On this day in history, U.S. President Franklin Delano Roosevelt, in his eloquent and forceful State of the Union address, insisted:
In the future days, which we seek to make secure, we look forward to a world founded upon four essential human freedoms.
The first is freedom of speech and expression—everywhere in the world.
The second is freedom of every person to worship God in his own way—everywhere in the world.
The third is freedom from want—which, translated into world terms, means economic understandings which will secure to every nation a healthy peacetime life for its inhabitants—everywhere in the world.

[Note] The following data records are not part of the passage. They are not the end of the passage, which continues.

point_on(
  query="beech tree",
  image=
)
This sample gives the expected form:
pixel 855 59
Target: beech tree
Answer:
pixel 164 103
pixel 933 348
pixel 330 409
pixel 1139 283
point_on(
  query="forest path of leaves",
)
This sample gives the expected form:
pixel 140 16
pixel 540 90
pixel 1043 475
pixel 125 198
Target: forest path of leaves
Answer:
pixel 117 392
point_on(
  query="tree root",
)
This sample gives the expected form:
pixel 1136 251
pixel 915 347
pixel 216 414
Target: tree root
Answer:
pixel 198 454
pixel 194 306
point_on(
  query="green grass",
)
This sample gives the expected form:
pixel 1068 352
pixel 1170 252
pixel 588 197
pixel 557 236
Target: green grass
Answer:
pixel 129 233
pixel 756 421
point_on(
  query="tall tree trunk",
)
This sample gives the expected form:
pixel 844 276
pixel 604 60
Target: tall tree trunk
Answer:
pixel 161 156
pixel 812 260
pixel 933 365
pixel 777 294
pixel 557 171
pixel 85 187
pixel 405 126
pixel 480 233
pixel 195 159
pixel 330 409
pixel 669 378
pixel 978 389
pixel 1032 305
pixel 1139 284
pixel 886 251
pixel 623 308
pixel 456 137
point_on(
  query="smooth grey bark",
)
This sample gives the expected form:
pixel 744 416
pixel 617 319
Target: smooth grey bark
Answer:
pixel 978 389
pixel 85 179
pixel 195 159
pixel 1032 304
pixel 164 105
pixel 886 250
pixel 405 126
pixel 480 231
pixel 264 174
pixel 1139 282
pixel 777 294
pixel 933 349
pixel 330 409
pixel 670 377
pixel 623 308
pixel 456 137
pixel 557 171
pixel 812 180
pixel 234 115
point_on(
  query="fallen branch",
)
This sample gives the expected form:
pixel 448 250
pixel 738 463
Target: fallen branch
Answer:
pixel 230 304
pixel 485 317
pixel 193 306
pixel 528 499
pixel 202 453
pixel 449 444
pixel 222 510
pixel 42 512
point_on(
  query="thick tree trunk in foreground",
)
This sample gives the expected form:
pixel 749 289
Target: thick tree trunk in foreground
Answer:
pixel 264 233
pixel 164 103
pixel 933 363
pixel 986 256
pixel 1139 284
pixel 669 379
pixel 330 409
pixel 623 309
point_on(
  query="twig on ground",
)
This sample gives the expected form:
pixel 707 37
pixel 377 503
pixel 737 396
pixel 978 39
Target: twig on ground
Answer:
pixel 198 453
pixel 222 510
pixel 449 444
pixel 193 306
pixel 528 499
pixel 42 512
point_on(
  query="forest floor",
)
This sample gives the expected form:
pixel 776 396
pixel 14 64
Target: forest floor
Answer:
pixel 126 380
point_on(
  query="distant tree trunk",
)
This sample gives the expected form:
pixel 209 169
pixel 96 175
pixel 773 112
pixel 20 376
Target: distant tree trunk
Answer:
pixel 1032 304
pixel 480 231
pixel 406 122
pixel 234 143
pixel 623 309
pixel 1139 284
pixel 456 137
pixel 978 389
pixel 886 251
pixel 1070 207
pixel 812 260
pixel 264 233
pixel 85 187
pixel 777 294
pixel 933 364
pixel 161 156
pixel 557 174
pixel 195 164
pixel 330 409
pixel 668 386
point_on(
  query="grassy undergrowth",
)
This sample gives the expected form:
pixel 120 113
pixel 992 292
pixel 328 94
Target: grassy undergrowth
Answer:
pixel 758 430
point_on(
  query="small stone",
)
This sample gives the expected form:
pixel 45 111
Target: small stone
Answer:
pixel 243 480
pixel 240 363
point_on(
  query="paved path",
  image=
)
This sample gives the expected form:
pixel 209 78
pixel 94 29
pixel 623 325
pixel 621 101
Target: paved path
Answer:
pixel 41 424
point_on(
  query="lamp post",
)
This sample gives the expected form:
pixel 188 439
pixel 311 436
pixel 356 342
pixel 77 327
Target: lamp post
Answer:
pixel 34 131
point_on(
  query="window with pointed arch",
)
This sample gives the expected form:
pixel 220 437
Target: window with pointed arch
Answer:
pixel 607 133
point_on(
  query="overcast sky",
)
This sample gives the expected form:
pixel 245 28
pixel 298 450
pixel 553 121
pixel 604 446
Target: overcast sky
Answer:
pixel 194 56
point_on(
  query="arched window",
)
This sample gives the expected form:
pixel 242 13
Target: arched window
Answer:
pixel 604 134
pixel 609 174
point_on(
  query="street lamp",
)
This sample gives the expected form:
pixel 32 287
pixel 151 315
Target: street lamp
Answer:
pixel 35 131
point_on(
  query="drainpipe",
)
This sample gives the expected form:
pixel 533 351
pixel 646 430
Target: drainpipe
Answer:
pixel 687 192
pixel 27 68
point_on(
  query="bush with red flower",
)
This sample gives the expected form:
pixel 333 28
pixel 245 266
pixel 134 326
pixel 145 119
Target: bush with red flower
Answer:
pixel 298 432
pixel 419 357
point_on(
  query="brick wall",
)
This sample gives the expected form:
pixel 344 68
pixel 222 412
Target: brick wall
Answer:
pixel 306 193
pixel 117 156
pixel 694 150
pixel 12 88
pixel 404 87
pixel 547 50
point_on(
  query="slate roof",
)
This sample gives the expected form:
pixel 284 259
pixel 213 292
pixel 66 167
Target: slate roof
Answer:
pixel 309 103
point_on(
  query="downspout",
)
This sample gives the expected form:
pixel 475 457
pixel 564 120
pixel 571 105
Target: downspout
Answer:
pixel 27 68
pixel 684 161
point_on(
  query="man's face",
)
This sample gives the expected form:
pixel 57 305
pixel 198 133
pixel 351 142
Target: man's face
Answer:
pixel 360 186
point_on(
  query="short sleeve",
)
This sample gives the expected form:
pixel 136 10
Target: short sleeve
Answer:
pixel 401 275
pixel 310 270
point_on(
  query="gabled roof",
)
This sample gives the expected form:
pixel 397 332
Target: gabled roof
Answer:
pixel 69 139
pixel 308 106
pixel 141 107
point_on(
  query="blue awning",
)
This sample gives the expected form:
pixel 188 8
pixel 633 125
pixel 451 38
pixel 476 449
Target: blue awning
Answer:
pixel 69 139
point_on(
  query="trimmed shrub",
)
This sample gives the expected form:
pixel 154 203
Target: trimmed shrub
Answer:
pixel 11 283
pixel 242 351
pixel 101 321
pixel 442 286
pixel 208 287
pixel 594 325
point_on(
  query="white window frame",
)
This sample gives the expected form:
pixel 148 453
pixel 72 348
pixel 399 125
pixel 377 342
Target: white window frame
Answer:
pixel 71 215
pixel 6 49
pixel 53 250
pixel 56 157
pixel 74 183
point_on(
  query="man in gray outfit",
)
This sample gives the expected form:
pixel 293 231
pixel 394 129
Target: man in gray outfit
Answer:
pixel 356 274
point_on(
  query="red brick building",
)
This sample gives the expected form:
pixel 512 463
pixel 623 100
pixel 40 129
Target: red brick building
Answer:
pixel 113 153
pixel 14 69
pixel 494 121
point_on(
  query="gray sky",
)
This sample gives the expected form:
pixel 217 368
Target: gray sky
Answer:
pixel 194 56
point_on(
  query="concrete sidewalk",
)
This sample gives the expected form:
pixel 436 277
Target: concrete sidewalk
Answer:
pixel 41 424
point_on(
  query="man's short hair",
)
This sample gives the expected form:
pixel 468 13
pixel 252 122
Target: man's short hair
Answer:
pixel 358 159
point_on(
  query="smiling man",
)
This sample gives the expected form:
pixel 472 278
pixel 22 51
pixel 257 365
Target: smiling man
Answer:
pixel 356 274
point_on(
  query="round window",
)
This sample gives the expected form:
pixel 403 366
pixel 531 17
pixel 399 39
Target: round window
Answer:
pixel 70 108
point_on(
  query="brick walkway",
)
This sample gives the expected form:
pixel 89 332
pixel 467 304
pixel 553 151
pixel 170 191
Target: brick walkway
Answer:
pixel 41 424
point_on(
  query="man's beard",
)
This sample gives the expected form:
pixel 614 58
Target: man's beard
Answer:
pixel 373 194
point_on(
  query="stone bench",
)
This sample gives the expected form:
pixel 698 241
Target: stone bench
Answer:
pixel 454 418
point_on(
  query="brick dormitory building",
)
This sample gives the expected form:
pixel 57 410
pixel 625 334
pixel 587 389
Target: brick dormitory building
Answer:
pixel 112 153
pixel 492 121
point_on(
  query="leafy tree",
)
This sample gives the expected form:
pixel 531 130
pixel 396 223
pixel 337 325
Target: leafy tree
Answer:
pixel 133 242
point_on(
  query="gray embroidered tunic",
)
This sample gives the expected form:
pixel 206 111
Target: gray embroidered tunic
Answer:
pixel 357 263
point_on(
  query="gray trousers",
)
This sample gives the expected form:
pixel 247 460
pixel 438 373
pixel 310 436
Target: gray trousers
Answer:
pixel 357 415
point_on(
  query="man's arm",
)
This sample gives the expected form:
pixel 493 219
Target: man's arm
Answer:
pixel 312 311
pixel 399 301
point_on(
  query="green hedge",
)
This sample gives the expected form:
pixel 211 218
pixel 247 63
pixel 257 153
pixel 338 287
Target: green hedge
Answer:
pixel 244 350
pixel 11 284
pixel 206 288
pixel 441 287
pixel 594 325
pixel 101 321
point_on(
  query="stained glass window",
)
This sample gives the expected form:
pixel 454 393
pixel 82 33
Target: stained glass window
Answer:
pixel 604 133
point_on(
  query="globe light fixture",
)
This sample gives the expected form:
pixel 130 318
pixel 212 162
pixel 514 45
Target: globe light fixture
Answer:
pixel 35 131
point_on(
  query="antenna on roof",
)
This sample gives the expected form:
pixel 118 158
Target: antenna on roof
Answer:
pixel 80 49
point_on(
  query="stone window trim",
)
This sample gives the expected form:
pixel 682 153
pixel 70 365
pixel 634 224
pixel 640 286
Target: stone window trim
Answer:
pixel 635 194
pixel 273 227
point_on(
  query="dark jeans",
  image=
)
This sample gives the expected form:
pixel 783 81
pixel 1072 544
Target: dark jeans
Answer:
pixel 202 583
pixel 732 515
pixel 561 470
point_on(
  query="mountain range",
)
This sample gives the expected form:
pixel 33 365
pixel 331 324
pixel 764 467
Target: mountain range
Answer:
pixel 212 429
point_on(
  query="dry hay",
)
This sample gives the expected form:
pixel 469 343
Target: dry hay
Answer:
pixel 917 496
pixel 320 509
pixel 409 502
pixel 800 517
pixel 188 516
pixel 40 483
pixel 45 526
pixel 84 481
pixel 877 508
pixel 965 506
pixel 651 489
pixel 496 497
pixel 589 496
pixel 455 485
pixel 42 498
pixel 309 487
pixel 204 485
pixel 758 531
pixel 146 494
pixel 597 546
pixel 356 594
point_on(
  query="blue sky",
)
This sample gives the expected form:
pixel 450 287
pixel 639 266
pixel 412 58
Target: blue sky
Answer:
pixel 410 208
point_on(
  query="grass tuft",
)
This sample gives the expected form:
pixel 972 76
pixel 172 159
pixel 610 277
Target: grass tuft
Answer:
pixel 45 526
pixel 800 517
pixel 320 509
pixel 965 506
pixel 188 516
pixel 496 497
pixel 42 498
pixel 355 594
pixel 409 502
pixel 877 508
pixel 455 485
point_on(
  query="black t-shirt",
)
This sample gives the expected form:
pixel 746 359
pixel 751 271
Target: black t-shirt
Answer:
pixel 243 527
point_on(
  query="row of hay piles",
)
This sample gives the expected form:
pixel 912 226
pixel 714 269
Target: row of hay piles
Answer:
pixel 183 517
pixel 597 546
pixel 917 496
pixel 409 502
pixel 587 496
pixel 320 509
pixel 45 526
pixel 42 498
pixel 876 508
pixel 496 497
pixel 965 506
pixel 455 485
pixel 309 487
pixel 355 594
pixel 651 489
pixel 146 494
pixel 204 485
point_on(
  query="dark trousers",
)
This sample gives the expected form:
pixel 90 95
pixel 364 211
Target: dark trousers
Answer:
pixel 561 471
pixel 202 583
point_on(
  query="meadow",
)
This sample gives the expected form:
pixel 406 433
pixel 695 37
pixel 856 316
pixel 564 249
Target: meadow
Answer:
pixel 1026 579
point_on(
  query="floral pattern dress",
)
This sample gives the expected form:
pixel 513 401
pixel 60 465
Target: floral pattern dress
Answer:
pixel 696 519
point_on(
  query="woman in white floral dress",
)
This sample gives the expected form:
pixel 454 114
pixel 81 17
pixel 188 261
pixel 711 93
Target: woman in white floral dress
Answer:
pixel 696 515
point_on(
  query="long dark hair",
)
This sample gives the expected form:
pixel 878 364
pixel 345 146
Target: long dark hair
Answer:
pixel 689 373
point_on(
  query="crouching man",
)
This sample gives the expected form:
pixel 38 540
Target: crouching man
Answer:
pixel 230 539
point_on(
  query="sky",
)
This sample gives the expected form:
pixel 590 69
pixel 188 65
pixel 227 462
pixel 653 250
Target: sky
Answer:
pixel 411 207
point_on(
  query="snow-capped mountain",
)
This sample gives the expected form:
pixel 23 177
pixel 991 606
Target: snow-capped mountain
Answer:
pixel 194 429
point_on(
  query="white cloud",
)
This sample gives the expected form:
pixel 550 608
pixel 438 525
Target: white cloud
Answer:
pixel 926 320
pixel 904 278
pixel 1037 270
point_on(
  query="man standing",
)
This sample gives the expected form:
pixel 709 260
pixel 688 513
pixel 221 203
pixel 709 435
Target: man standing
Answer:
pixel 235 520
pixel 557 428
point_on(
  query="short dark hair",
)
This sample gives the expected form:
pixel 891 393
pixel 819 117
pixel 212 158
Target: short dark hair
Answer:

The fourth is freedom from fear—which, translated into world terms, means a world-wide reduction of armaments to such a point and in such a thorough fashion that no nation will be in a position to commit an act of physical aggression against any neighbor—anywhere in the world.”
Of course, in spite of Roosevelt’s insistence in a 1942 radio address that the Four Freedoms embodied the “rights of men of every creed and every race, wherever they live,” he didn’t actually seem to mean American blacks or Americans of Asian descent.
The “Four Freedoms” were adopted by the UN in 1948 as part of the “Universal Declaration of Human Rights”. The Declaration was drafted by a committee chaired by Mrs. Eleanor Roosevelt, widow of the dead president. While not legally binding, many countries have incorporated the provisions of these declarations into their laws and constitutions.